Macrophage-Derived Exosomal BMPR2 Mediates Alveolar Epithelial Repair and Cellular Crosstalk in Acute Lung Injury.
Xiang Yun, Fei Li, Zhen Chen, Jiahua Meng, Lin Zhang, Juxiang Yuan
Abstract
Open AccessBackground: Acute lung injury (ALI)/Acute respiratory distress syndrome (ARDS) continues to be a predominant cause of morbidity and mortality among critically ill patients, with few therapeutic options available. Although macrophage-derived exosomes have been identified as significant mediators of intercellular communication in tissue repair, their specific molecular mechanisms in the context of ALI remain inadequately understood. This study aims to investigate the role of macrophage-derived exosomes containing bone morphogenetic protein receptor 2 (BMPR2) in promoting the repair of blast-induced acute lung injury. Methods: We established an in vitro blast injury model utilizing MLE-12 alveolar epithelial cells and isolated exosomes from J774A.1 macrophages through ultracentrifugation. Coculture experiments were conducted to evaluate cellular repair mechanisms, while molecular docking simulations were employed to predict protein interactions. We utilized cellular thermal shift assay (CETSA) analysis, Western blotting, and immunofluorescence to characterize the effects of exosomes on epithelial cell function and signaling pathways. Results: Macrophage-derived exosomes, with a diameter of 169.7 ± 61.6 nm, significantly enhanced the viability of alveolar epithelial cells, reduced apoptosis, and promoted proliferation following blast injury.
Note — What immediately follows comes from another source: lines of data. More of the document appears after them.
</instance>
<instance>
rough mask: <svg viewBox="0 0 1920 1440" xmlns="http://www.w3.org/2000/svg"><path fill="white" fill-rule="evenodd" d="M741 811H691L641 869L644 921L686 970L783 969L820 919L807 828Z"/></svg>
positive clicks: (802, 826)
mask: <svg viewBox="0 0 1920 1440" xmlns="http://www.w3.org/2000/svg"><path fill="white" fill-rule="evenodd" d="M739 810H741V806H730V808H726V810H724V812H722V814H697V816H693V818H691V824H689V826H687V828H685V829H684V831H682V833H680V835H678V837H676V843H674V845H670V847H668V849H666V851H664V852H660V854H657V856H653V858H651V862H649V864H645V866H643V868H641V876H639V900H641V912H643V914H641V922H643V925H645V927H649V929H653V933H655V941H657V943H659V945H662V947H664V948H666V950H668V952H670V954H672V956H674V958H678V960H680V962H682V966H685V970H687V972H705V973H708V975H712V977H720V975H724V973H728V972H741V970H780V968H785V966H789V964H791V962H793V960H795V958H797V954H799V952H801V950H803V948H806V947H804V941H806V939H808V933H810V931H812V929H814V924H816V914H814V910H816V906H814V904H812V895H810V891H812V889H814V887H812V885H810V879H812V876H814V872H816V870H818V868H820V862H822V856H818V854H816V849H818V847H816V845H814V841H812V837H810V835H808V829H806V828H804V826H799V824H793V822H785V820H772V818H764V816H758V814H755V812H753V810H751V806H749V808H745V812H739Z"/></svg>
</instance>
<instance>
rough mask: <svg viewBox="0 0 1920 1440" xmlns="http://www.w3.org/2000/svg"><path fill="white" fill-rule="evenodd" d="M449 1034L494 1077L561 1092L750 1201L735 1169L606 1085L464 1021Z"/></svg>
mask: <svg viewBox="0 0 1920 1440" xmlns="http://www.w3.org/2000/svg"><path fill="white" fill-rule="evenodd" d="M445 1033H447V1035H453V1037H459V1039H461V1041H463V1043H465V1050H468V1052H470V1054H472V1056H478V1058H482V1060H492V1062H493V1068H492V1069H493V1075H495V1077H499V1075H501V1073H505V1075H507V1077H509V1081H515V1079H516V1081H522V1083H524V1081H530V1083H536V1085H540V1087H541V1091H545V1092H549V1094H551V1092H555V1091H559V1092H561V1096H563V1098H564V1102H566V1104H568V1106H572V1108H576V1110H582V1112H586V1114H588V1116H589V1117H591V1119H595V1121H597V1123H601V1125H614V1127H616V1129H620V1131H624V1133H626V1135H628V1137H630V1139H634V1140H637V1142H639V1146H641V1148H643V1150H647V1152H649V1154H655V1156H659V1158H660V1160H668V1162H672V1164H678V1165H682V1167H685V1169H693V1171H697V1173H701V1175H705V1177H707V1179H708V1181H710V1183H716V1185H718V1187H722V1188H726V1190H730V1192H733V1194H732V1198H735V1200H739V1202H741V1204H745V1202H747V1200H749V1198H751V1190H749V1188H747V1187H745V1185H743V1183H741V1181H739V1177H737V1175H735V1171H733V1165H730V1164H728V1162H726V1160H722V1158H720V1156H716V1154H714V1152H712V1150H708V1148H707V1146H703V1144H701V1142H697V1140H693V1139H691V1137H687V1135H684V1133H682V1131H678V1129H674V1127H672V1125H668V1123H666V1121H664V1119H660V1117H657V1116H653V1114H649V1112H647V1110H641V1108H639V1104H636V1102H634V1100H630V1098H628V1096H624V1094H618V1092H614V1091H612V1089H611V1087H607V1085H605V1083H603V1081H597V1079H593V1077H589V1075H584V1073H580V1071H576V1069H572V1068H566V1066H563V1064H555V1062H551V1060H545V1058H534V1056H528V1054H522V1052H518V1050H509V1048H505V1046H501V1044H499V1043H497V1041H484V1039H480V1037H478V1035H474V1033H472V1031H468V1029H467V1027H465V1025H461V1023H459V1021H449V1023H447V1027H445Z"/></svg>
Proteomic analysis identified BMPR2 as the predominant effector protein, with an LG score of 5.182. Molecular docking studies revealed stable binding interactions between BMPR2 and BMPR1B. Functionally, exosomes facilitated the transdifferentiation of alveolar type II (AT2) cells to type I (AT1) cells through the activation of the TGF-β signaling pathway via the BMPR1B-SMAD1-ID1 axis, thereby promoting epithelial repair and regeneration. Conclusion: This study establishes that exosomal BMPR2 derived from macrophages serves as a previously unrecognized paracrine signaling mechanism facilitating cellular crosstalk during ALI repair. The BMPR2-mediated signaling pathway offers a promising therapeutic target for the treatment of ALI, paving the way for new avenues in clinical intervention.